The Bigger Picture Here Is Worse
This board doesn't operate in a vacuum. The Guardian reports that the SACC's new composition is part of the Trump EPA's broader campaign to roll back the country's protections against toxic chemicals. The science this board produces, or validates, or quietly buries, feeds directly into regulatory decisions that determine what levels of exposure the government considers acceptable.
Sarah Vogel, director of healthy communities for the Environmental Defense Fund, called Dourson's appointment a "blatant attack on the scientific independence and integrity" of the SACC. That's a careful, credentialed person using the sharpest language she has. "The appointment of Michael Dourson, who has spent his career at the helm of firms that have taken money from the tobacco industry and dozens of chemical companies to undermine public health protections, is the definition of a conflict of interest," Vogel said.

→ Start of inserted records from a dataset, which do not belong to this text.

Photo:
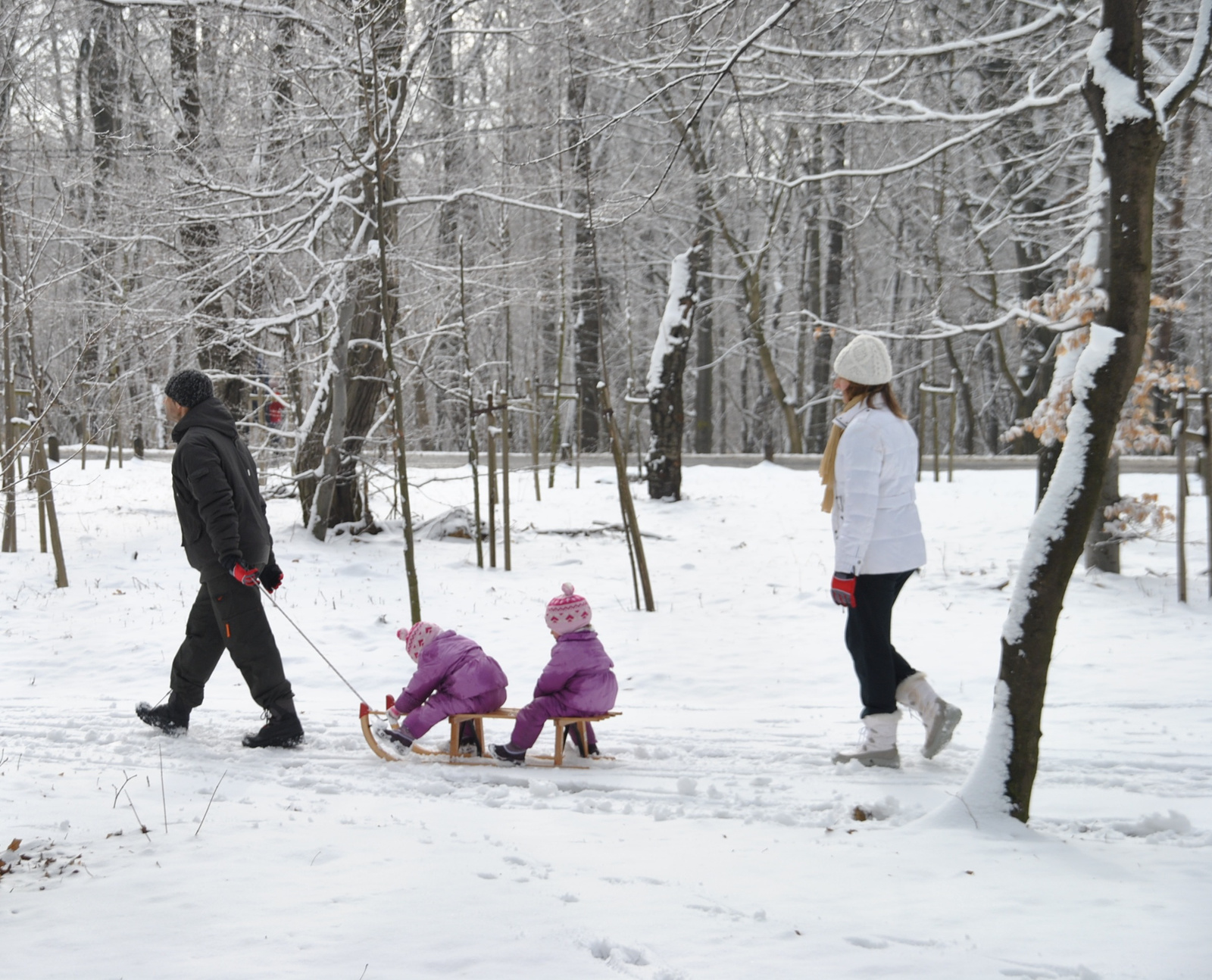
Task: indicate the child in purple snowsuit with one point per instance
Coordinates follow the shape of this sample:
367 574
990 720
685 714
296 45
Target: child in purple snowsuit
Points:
454 677
576 682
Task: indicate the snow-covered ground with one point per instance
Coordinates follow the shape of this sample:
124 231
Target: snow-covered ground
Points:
720 842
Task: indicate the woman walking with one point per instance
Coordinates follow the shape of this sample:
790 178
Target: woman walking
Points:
870 470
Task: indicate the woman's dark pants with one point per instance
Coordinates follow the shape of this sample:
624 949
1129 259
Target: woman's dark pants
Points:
870 641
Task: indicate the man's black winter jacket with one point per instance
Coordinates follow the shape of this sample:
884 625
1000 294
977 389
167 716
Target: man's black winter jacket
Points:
215 484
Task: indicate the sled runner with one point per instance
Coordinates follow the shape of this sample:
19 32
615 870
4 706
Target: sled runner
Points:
454 755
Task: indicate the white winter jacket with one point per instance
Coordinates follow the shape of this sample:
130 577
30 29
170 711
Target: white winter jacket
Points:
876 523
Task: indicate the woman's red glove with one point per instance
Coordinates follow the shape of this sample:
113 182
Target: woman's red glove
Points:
842 589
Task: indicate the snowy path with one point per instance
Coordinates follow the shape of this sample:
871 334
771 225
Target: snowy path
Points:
720 842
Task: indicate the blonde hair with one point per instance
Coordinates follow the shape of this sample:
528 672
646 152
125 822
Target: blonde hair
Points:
868 393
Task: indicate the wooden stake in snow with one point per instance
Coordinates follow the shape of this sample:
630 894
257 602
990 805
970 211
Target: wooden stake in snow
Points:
209 804
504 480
1181 492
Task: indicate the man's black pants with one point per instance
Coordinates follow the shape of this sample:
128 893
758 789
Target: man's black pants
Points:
870 641
228 616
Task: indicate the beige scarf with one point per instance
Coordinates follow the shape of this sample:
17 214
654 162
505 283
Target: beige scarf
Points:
830 458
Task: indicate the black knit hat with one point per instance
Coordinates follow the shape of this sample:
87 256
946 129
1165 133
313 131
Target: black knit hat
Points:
189 388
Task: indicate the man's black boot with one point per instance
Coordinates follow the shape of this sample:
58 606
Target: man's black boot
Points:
173 716
283 731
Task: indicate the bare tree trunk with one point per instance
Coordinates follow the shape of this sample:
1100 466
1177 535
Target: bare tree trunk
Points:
822 349
586 301
666 378
1132 142
10 395
704 406
335 436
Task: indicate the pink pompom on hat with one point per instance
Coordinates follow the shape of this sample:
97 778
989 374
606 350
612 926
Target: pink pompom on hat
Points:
567 612
417 638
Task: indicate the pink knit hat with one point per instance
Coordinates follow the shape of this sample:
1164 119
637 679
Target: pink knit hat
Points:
567 612
417 638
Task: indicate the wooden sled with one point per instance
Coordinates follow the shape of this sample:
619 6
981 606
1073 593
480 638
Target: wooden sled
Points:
454 755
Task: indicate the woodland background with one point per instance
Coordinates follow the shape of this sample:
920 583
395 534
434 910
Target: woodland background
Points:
428 204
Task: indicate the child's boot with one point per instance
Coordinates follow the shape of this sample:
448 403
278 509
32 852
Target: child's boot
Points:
468 741
509 753
398 737
879 743
937 715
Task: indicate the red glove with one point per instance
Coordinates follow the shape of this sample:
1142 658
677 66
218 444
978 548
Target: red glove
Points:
270 577
842 589
242 574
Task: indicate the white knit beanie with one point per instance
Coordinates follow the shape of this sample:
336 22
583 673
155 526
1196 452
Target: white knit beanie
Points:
864 360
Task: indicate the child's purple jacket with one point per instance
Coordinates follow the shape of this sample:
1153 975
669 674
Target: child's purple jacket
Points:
454 665
579 671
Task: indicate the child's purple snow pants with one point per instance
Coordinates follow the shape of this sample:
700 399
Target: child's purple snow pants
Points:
533 717
440 707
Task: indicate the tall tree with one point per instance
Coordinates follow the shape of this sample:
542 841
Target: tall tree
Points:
1131 125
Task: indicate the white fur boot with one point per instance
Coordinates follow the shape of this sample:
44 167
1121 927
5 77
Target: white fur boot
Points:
937 715
879 743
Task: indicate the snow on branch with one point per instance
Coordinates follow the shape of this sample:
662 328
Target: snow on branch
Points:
1121 96
674 329
929 51
1197 61
445 199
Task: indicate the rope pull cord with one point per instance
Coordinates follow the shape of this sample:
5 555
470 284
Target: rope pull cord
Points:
296 626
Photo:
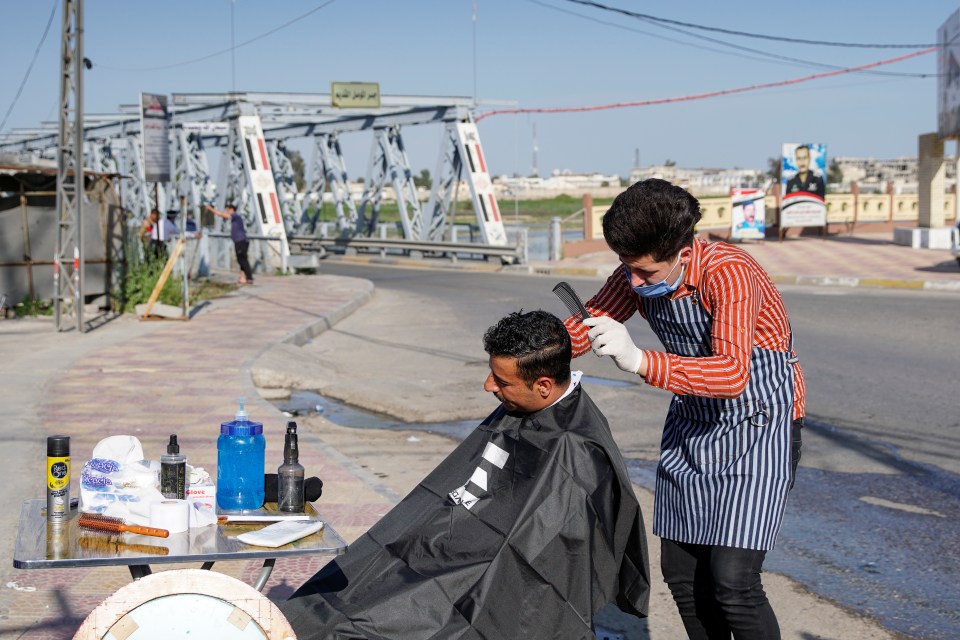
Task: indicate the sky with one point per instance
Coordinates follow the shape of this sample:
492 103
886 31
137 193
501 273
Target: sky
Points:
533 54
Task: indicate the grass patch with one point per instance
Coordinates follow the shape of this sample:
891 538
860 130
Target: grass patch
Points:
524 211
143 276
33 307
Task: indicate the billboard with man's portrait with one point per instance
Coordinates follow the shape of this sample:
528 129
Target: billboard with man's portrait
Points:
748 218
803 182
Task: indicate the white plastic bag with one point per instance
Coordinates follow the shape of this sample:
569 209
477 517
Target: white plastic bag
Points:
118 482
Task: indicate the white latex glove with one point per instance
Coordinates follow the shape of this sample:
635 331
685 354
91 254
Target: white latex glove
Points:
610 338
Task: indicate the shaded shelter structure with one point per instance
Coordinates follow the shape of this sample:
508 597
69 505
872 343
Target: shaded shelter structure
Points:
29 229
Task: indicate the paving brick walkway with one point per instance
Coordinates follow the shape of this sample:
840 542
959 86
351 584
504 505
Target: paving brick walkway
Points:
184 378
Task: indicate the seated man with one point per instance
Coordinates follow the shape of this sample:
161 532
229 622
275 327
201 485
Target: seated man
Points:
525 530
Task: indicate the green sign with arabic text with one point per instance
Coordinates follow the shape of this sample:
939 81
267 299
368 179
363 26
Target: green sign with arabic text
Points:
347 95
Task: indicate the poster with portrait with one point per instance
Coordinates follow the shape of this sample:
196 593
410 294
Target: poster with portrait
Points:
803 180
748 219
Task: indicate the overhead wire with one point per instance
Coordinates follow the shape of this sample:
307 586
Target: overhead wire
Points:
748 34
26 76
765 55
223 51
709 94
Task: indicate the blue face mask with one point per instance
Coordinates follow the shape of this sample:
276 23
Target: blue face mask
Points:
661 288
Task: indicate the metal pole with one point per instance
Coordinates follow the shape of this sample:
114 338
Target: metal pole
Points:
68 285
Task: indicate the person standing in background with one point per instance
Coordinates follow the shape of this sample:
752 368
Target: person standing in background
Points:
238 234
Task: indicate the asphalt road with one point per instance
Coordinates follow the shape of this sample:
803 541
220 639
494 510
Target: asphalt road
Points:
873 521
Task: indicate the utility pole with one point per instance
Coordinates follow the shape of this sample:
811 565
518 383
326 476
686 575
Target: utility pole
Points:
536 172
68 253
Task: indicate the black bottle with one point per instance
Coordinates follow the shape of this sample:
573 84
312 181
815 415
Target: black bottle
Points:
290 474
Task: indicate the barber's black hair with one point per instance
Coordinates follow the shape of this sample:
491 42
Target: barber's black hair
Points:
539 342
652 217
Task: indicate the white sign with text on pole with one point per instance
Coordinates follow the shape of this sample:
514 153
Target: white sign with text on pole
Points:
265 203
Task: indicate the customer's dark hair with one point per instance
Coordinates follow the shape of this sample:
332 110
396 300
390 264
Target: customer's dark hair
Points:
537 339
652 217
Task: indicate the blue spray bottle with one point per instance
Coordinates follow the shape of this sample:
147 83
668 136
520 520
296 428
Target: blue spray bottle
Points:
240 451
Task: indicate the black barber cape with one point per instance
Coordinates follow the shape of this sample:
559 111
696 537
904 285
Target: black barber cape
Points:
525 530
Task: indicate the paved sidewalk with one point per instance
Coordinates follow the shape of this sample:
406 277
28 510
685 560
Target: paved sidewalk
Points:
862 259
153 379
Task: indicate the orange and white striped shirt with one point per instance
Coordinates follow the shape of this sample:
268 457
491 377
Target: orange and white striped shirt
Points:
744 304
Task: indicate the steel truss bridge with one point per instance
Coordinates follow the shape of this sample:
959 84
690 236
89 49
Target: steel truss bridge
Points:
202 125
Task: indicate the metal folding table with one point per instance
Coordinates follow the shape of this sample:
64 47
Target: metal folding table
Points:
44 546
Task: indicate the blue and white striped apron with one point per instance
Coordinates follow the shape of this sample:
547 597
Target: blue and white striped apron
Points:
724 466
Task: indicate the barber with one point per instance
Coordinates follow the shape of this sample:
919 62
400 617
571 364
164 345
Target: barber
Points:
731 440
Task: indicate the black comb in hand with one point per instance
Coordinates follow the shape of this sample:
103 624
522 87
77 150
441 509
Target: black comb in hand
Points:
571 300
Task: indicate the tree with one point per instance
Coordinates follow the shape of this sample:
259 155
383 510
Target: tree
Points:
774 165
423 180
834 172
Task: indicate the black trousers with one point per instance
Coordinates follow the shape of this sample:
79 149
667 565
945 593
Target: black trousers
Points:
241 248
718 591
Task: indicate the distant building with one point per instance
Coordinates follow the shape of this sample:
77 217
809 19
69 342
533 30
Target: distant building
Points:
559 182
701 181
874 175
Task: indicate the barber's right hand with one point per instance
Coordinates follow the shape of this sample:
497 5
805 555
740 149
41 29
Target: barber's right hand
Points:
610 338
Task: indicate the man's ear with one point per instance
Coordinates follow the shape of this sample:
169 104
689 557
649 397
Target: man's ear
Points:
544 386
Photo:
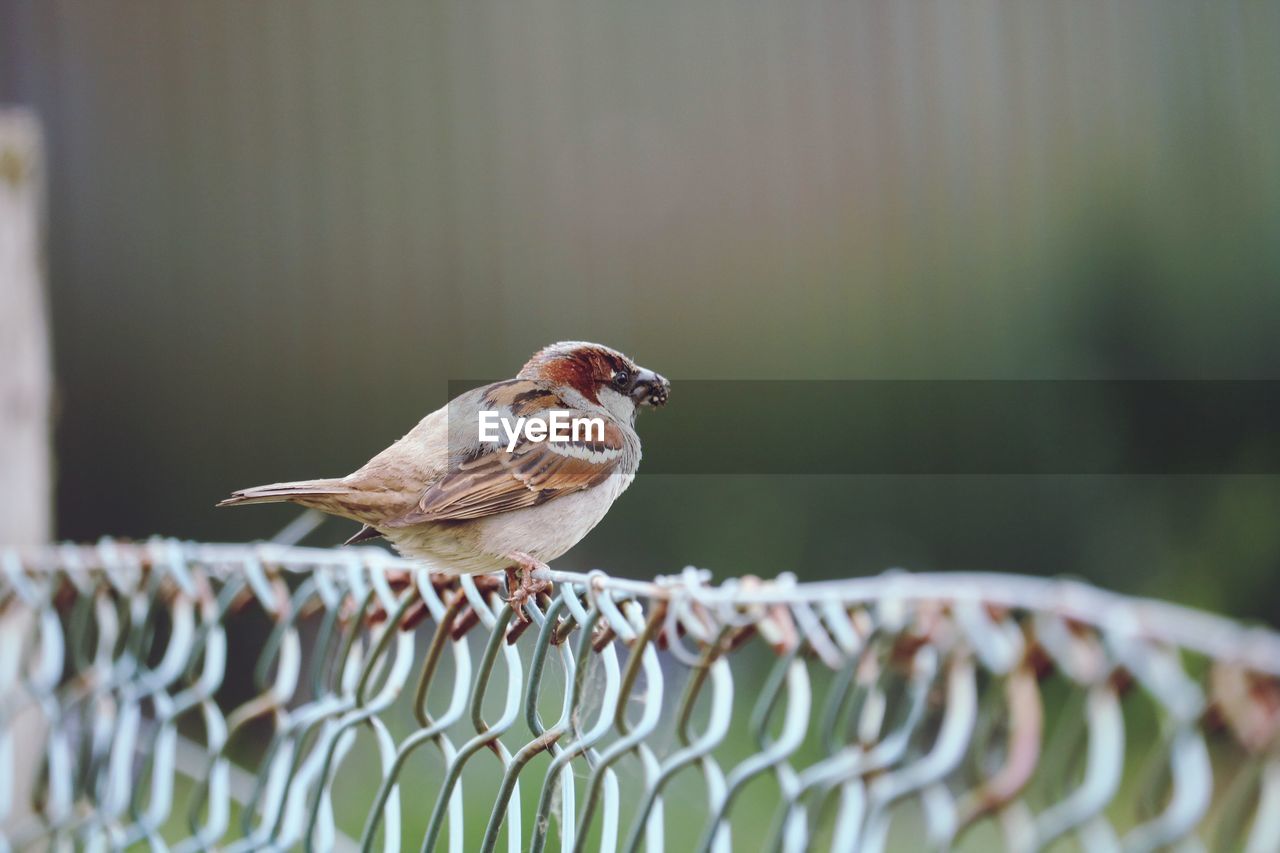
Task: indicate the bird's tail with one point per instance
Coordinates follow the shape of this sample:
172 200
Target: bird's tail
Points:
318 493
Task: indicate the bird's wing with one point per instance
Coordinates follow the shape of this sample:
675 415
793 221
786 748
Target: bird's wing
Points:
498 480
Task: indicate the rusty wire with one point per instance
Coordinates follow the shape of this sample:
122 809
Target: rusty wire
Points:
384 707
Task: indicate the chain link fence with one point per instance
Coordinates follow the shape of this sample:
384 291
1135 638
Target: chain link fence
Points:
187 697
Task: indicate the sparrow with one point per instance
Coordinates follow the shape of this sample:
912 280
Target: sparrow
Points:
462 501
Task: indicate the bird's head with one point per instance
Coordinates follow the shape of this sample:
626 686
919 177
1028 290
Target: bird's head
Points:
603 375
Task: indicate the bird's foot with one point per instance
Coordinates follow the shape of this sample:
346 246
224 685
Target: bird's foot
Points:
521 583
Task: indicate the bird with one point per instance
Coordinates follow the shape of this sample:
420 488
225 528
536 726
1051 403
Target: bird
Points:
462 500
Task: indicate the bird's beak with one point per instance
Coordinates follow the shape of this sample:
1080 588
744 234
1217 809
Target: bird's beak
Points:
650 388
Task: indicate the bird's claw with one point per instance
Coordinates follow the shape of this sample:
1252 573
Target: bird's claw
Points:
521 583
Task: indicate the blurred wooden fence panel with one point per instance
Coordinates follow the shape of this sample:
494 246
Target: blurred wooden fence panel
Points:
24 372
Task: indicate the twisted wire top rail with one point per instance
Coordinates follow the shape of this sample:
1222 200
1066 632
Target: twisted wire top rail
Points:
1217 637
195 696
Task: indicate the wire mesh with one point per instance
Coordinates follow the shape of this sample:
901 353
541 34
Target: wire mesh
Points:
183 696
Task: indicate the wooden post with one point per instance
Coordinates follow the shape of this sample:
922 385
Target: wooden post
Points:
26 393
26 384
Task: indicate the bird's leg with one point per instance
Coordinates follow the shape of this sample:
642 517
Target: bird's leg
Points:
521 583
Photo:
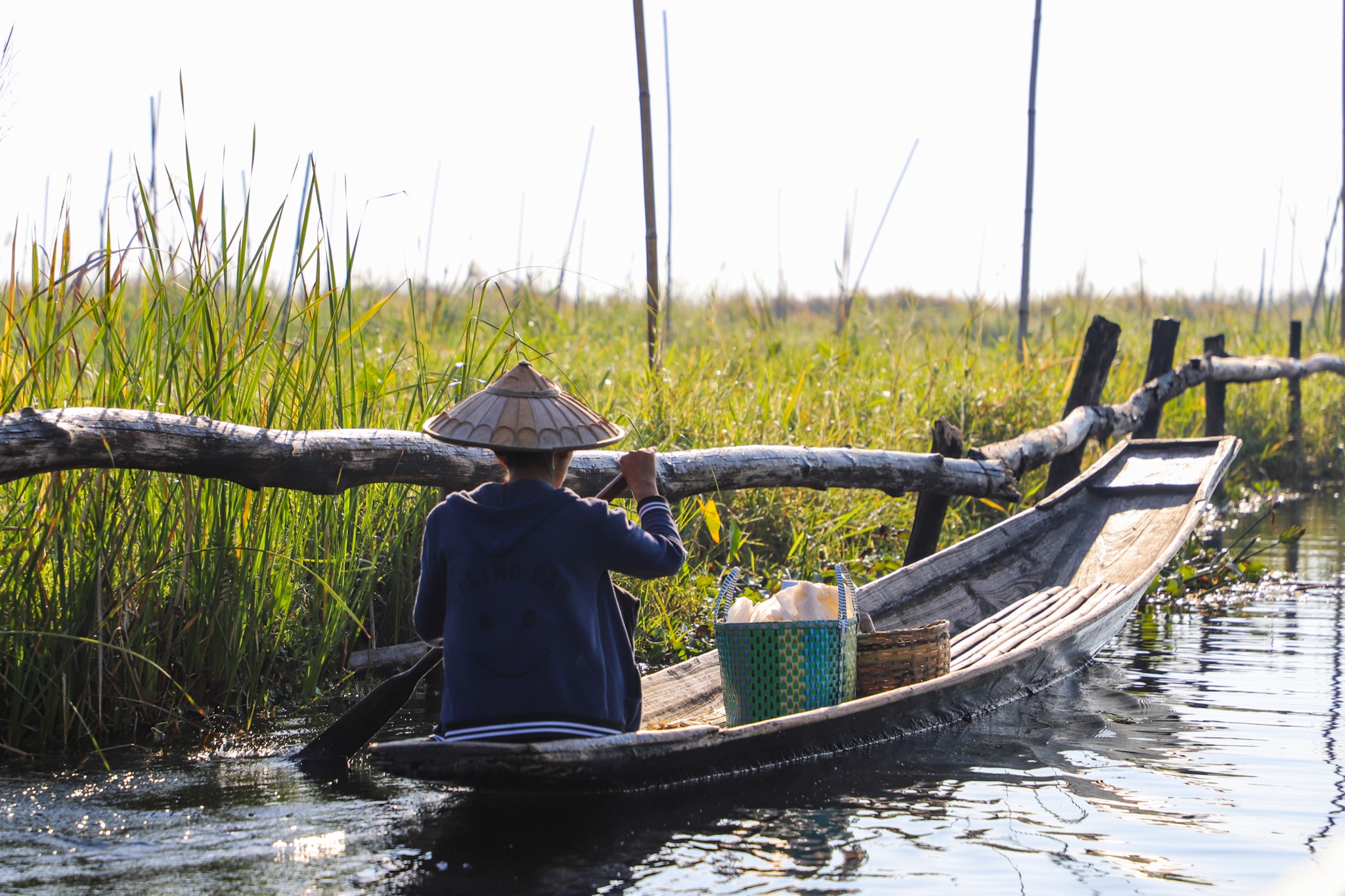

The coalition did serious homework here. They cross-referenced the EPA's own chemical data reporting database and toxics release inventory to identify which companies make or release the chemicals the SACC will review. Then they mapped those companies to the proposed appointees. This isn't speculation. It's documented, company by company, chemical by chemical. If the EPA ignores these findings, it won't be because no one showed them the receipts.
The Dingo Take
Let's be clear about what the Trump administration has built here. A board that exists to provide independent scientific oversight of chemical safety has been handed to the people who profit most from the absence of chemical safety oversight. The only remaining question is whether that was the plan from day one or whether the conflicts are just so widespread in industry-aligned scientific consulting that there was nobody left to appoint who didn't have one. Neither answer is reassuring.
The EPA's response, that industry payments represent expertise rather than conflicts, tells you everything about the operating theory of this administration. Regulation is the enemy. Regulators are obstacles. The people best positioned to advise on chemical safety are, apparently, the people being paid by chemical companies to advise that chemicals are safe. It's circular, it's cynical, and in a functioning oversight environment, it would be career-ending for the officials who signed off on it.
People will get sick from this. Not metaphorically. Not eventually. Communities near facilities that produce benzene and styrene and acrylonitrile are already dealing with elevated cancer rates, developmental problems in children, and a regulatory system that has historically been slow and under-resourced even when it was trying. A captured science board greenlighting weaker standards will mean higher allowable exposures, slower action on harmful chemicals, and years of delay bought at the cost of real human health. Wade Barranco's employer released a million pounds of these chemicals last year. The board that's supposed to scrutinize those chemicals now includes Wade Barranco. What exactly is there to figure out here?